My challenge now is to keep these truths fresh in my heart and to never forget the immeasurable goodness of God’s grace, love and mercy. I pray for each of you the same assurance.

If you’re happy, and you know it . . . .

If you’re happy and you know it, clap your hands (clap, clap);

If you’re happy and you know it, clap your hands (clap, clap);

If you’re happy and you know it, then your smile will surely show it;

If you’re happy and you know it, clap your hands (clap, clap).

I have, as many children of my generation, sung many renditions of the above verse. Things about stomping one’s feet or shouting Amenall to demonstrate one’s inward joy. But what happens when that inward joy, any outward sign of happiness, the basic desire to live are subtracted from a life? I have experienced it, not personally (although sometimes I think I may get there!), but as an observer, a caregiver, a mother. And, just to make things really clear for you–IT’S NOT PRETTY.

Our journey through this struggle has encompassed eleven years of our lives. Of course, I know it really began prior to that, but I was in the state of blissful ignorance/denial that parents sometimes love to embrace. The doubts sometimes haunt me. If I had recognized it sooner, would things be different? Would my child’s body be unscarred, her mind clear, her moods stable?
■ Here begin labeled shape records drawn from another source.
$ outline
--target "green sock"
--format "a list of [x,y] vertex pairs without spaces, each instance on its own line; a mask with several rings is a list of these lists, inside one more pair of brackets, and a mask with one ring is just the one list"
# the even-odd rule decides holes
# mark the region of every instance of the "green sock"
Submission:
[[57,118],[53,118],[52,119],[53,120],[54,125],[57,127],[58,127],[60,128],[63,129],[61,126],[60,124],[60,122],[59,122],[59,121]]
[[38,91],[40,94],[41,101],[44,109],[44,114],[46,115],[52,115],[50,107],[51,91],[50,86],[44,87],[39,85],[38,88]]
Would the fear of losing her be relegated only to things like motor vehicle accidents and terrible physical illnesses and terrorist attacks and vicious murderers? Would I no longer take a deep breath before going to wake her in the morning, my heart seized with the fear that this time she would not awaken to my touch?

I suffer with her, you know. A recent relapse resulted in the most vacant expression I could ever imagine would cross one’s visage. Her eyes were deep wells of emptiness, and I knew we were, once again, in trouble. I knew that because she couldn’t hide it, and, believe me, she is the ultimate master at putting on the good front. Carefully dressing, accessorizing, making up her face, and always smiling sweetly in the presence of others. She is a loving, sensitive, tormented soul dedicated to suffering in silence so no one will be worried. Little does she realize that I see through it all.

ECT is the course of treatment at present, with its frightening and debilitating memory loss. However, she not only now smiles sweetly and silently, but also sleeps and eats and graces us with an occasional laugh that lights her face with forgotten joy. And, I will gladly and gratefully take that in trade–to replace the fear that she will finally, in desperation, tired of the torment, convince herself that life is, indeed, not worth the struggle.

Dear Reader, I know we all have our ups and downs, heartbreaks, disappointments, and generally bad days. I pray none of you or your loved ones have the burden of true, life-threatening, intractable depression. I wrote this for me–a catharsis of sorts–but also for you. If you are one of those suffering, hang in there, get help, don’t give up. If you are one of the fortunate ones who are “happy and you know it”, don’t just clap your hands. Get down on your knees and thank God, for that is one of the greatest blessings you will ever know.